Eine Historikerin behauptet bei YouTube:

"Also, Darstellungen von Geschlechtslosigkeit, Zweigeschlechtlichkeit oder Mehrgeschlechtlichkeit, allem, was wir heute als nicht-binär identifizieren würden, finden wir eigentlich in allen antiken Kulturen bis hin ins alte Mesopotamien und auch in einigen Weltreligionen.
Das mag so sein, sagt aber noch nichts über den Entstehungskontext aus. Die Frage ist ja, ob
  • die Darstellung von Geschlechtslosigkeit so intendiert ist/war oder
  • Zwei- und Mehrgesclechtlichkeit positiv/negativ/neutral oder als groteske gesehen wurde - man kann Dinge darstellen, weil man sie gut/schlecht findet oder um sich über sie zu belustigen.
Im Judentum gibt es ein ganz anderes Verständnis von Geschlecht, das [wir] in diesem binären System kennen.
Das ist eigentlich die mich am stärksten irritierende Stelle. Die Feindschaft, die im Christentum, im Viktorianismus gegenüber nonbinären, nicht heteronormativen Identitäten vertreten wurde und z.T. bis heute wird, speist sich nicht aus dem NT, sondern in erster Linie aus dem AT. Da hätte ich gern mehr Futter quellenmäßig.

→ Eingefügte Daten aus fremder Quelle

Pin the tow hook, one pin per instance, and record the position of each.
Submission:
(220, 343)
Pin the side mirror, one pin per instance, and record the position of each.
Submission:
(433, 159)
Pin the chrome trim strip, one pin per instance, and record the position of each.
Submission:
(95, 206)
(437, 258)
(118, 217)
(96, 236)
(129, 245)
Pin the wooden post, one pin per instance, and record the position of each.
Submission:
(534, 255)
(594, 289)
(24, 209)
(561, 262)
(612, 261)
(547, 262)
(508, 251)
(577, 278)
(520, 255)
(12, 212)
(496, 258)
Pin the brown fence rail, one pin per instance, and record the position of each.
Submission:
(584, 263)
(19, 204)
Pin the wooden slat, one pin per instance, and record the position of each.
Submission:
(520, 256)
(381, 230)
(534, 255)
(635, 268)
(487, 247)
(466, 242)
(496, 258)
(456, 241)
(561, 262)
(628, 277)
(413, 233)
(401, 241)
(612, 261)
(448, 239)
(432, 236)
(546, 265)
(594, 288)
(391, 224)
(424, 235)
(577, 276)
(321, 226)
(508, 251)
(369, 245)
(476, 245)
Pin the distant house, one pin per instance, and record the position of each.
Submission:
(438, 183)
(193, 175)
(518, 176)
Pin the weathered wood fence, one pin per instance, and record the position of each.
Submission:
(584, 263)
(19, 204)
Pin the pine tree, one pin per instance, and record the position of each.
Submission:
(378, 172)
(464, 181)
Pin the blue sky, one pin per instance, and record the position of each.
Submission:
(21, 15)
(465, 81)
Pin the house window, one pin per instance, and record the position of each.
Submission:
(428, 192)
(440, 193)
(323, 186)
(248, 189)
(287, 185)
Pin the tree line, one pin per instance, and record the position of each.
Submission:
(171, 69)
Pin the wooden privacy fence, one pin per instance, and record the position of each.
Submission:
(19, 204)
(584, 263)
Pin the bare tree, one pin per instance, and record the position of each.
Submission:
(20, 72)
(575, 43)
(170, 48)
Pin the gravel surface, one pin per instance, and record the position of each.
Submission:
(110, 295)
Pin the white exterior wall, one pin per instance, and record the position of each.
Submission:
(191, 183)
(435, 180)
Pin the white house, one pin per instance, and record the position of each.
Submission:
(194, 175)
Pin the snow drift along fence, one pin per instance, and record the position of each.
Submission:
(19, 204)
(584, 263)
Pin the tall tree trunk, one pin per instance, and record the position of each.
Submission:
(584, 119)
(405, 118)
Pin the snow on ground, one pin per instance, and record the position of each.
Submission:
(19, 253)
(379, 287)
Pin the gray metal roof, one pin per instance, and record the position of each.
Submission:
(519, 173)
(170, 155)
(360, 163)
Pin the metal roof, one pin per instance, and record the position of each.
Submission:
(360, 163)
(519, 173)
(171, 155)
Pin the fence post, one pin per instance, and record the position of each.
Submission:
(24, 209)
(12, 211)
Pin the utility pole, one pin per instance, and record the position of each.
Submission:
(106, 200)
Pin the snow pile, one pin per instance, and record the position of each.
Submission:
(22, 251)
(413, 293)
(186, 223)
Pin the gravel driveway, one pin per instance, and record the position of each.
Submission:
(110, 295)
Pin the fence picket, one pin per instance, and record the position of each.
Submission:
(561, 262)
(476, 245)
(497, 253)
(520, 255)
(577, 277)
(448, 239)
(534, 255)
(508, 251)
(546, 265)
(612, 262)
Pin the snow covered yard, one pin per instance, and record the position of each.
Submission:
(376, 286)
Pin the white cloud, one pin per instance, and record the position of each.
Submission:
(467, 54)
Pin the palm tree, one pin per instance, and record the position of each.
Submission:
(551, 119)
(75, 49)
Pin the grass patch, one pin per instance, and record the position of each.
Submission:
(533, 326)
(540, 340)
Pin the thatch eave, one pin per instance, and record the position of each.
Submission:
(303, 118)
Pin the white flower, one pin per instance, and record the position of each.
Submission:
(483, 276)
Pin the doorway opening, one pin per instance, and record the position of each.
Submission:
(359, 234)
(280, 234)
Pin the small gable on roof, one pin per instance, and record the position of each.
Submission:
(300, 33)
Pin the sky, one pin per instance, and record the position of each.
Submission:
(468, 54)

Dass wir heute in diesem festgefahrenen, binären Geschlechtersystem leben, das haben wir dem Kolonialismus zu verdanken. Denn als die europäischen Kolonialisten in die Welt gegangen sind, haben sie all diese jahrtausendealten Kulturen ausgelöscht und damit auch das damit einhergehende Geschlechterbild. Plötzlich wurde Mehrgeschlechtlichkeit oder auch gleichgeschlechtliche Liebe kriminalisiert und als Perversion abgestempelt.
Hier würde ich in Ansätzen, aber nicht in der Absolutheit mitgehen.

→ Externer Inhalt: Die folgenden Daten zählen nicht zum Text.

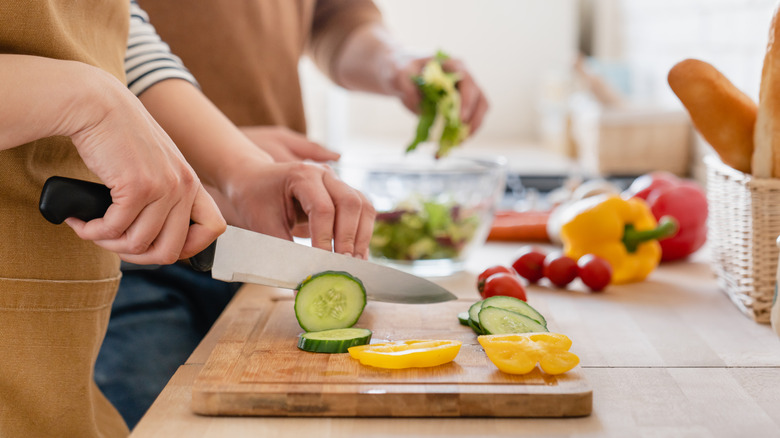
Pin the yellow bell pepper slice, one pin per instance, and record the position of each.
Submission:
(415, 353)
(519, 353)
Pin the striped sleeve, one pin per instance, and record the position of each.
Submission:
(148, 59)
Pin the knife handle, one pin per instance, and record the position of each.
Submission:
(62, 198)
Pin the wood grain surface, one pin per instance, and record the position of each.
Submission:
(257, 369)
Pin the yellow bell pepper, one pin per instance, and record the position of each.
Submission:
(519, 353)
(406, 354)
(622, 231)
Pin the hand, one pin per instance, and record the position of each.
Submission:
(284, 144)
(474, 104)
(272, 198)
(154, 191)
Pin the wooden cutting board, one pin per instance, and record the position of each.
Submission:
(257, 369)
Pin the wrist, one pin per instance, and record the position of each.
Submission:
(93, 95)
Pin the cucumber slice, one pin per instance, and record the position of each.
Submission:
(329, 300)
(515, 305)
(474, 317)
(497, 321)
(334, 340)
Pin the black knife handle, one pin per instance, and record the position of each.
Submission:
(62, 198)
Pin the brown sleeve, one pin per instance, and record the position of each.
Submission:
(333, 22)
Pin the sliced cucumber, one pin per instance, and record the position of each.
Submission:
(474, 317)
(329, 300)
(498, 321)
(463, 318)
(515, 305)
(334, 340)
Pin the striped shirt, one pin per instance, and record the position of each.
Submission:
(148, 59)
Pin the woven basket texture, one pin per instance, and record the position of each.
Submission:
(743, 225)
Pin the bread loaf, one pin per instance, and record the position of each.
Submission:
(723, 115)
(766, 157)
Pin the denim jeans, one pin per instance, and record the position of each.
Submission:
(158, 318)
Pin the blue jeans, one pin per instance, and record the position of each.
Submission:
(158, 318)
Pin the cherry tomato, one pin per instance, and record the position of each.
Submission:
(595, 272)
(560, 269)
(530, 264)
(490, 271)
(504, 284)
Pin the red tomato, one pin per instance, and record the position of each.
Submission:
(490, 271)
(595, 272)
(504, 284)
(560, 269)
(530, 264)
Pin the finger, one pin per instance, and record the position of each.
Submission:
(365, 230)
(469, 99)
(304, 149)
(207, 224)
(135, 238)
(317, 205)
(278, 152)
(114, 223)
(411, 96)
(349, 204)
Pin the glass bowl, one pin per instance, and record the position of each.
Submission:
(430, 213)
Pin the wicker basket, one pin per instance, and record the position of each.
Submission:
(743, 224)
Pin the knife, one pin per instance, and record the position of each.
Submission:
(247, 256)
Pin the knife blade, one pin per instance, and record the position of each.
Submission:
(247, 256)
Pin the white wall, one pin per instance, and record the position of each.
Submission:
(520, 50)
(510, 46)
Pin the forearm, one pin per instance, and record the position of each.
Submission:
(44, 97)
(213, 146)
(371, 60)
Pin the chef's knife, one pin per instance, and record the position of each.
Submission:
(246, 256)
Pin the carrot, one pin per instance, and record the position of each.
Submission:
(520, 226)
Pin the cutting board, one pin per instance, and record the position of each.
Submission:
(257, 369)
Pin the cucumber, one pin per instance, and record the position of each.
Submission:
(329, 300)
(474, 317)
(334, 340)
(515, 305)
(498, 321)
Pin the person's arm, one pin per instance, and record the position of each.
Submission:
(350, 43)
(154, 191)
(270, 197)
(149, 60)
(258, 194)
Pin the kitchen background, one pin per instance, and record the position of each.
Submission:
(543, 116)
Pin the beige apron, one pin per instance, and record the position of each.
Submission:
(55, 289)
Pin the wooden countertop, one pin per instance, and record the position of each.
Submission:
(671, 356)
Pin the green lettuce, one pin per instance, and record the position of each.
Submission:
(440, 99)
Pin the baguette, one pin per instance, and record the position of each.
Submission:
(767, 131)
(723, 115)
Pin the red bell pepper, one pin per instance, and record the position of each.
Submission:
(668, 195)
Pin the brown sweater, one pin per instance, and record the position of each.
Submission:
(245, 53)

wurde das eben nur von Männern betrieben und haben dann eben das Geschlechterbild und die Rollenverteilung, die Binarität, die sie kannten, auf ihre Funde projiziert. Jetzt gerade ist die Geschichtsforschung tatsächlich in dem Prozess, das alles wieder zu entspinnen und zu dekonstruieren, um mal zu gucken: Okay, aber was haben wir denn da wirklich gefunden, und was haben die Männer, die das damals gefunden haben, vielleicht einfach nur da reinprojiziert?"
Hier sehe ich einen Denkfehler. Es gibt natürlich den prototypischen alten weißen Mann. Dieser Prototyp vergisst aber, dass der alte weiße Mann weder alt, noch weiß, noch ein Mann sein muss (siehe Alice Schwarzers Positionen über nonbinäre Personen, die Frau, die Jahrzehnte lang das Gesicht des Feminismus in Dtld, war, hat sich gründlich desavouiert). Es ist korrekt, dass um 1900 es für Frauen sehr schwer war zu studieren (erste deutsche Universitäten ließen 1908 Frauen zum Studium zu, die letzten erst 1919, die Schweiz war etwas früher dran), noch schwieriger war es, nach dem Studium dann auch einen akademischen Beruf zu ergreifen. Nichtsdestotrotz wird hier so getan, als seien nur Männer in diesem Denksystem gefangen gewesen, und Frauen hätten außerhalb gestanden. Aber nur weil Frauen marginalisiert waren, standen sie eben nicht außerhalb des Denksystems. Sicher hätten Frauen eine weiblichere Perspektive eingebracht, aber die wäre eben auch binär und von denselben Moralvorstellungen geprägt gewesen.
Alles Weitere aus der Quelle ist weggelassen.